The trio of studies5,6,7 might also help us to understand the clinical differences observed when melanomas are treated with MEK or BRAF inhibitors, and may provide insight into which drugs should be selected to treat genetically distinct tumours. The reports suggest that BRAF inhibitors do not inhibit (and may even potentiate) ERK signalling in normal tissues, such as skin. This effect might actually provide a greater therapeutic window for anticancer treatment, allowing BRAF inhibitors to be administered at sufficient doses to fully inhibit ERK signalling in BRAF-mutant tumours, while sparing normal tissue. In contrast, MEK inhibitors block ERK signalling in both tumour and normal tissue, so that the therapeutically acceptable doses of these compounds are limited by the side effects associated with ERK inhibition in normal tissue, such as intolerable skin rashes2. It is currently not known whether the greater success of PLX4032 in clinical trials, compared with MEK inhibitors, is solely the result of a greater therapeutic window, or whether this success also (or instead) stems from the selectivity of PLX4032 for BRAFV600E. The answer to this question is important for future drug development, as BRAF inhibitors that do not activate CRAF might ultimately cause side effects similar to those caused by MEK inhibitors. Thus, a compound that inhibits BRAFV600E alone, if it is possible to develop such an agent, might ultimately be the best drug for treating BRAFV600E-mutant melanomas.

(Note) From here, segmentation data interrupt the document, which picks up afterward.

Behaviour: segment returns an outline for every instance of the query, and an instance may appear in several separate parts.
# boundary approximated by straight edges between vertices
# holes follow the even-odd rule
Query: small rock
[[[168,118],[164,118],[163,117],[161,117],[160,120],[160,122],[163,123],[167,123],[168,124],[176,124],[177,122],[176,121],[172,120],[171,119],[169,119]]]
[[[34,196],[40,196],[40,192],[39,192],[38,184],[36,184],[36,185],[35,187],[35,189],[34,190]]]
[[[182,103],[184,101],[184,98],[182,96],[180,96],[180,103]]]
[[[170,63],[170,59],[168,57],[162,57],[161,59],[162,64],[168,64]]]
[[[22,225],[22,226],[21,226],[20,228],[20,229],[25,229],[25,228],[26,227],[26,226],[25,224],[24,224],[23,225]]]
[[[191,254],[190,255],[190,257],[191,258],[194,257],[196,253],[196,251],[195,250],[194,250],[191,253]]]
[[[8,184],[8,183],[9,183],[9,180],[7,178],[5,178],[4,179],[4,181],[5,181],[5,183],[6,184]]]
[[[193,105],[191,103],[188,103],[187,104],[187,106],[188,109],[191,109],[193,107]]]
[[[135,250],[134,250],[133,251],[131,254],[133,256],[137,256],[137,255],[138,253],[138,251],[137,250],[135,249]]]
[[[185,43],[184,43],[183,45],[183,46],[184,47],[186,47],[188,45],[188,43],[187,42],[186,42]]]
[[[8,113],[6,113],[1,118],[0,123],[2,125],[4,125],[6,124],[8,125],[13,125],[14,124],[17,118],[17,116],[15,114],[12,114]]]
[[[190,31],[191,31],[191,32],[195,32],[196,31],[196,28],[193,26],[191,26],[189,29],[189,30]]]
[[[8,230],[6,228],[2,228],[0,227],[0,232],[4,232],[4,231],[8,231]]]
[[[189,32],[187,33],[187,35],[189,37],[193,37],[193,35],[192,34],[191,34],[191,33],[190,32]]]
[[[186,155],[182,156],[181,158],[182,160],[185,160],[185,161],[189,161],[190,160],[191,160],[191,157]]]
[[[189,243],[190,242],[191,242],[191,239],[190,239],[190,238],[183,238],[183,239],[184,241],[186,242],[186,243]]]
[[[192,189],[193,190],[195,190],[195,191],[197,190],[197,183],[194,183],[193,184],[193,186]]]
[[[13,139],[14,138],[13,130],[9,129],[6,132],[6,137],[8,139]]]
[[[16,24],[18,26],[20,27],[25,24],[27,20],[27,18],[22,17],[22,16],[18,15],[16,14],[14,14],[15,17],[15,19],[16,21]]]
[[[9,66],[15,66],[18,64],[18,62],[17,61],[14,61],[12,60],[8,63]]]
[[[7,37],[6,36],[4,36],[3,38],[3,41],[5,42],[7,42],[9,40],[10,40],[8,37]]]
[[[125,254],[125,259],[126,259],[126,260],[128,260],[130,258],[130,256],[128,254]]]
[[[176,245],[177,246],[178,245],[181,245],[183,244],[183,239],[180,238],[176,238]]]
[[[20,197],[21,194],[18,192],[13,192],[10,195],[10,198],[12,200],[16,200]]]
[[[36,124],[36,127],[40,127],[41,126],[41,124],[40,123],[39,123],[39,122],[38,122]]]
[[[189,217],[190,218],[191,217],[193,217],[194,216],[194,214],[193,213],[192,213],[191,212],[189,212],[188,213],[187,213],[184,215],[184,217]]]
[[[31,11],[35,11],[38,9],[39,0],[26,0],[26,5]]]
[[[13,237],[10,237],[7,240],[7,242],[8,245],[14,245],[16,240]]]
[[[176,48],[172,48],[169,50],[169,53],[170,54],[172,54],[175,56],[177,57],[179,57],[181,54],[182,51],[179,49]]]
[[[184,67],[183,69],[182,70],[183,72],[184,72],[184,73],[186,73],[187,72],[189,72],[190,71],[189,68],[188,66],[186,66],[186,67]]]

Finally, the observation5 that pan-RAF inhibitors might also activate the RAS–RAF–MEK–ERK pathway in RAS-mutant cells at low concentrations may suggest that only those inhibitors that potently inhibit CRAF at clinically achievable drug concentrations should be considered as treatments for RAS-mutant cancers. Alternatively, MEK inhibitors may be a more appropriate choice of therapeutic agent. Regardless of the agent chosen, it will probably need to be used in combination with another drug to effectively treat RAS-mutant tumours.

More fundamentally, these reports5,6,7 suggest that, despite 25 years of intensive study, we still do not fully appreciate the complexities of the RAS–RAF–MEK–ERK pathway. The unexpected effects (and, in some cases, lack of effects) of cancer therapies that target it underscore the value of studies aimed at garnering detailed mechanistic insight into both normal and pathogenic signalling mediated by this pathway. Such insight might ultimately lead to the development of effective new anticancer therapies.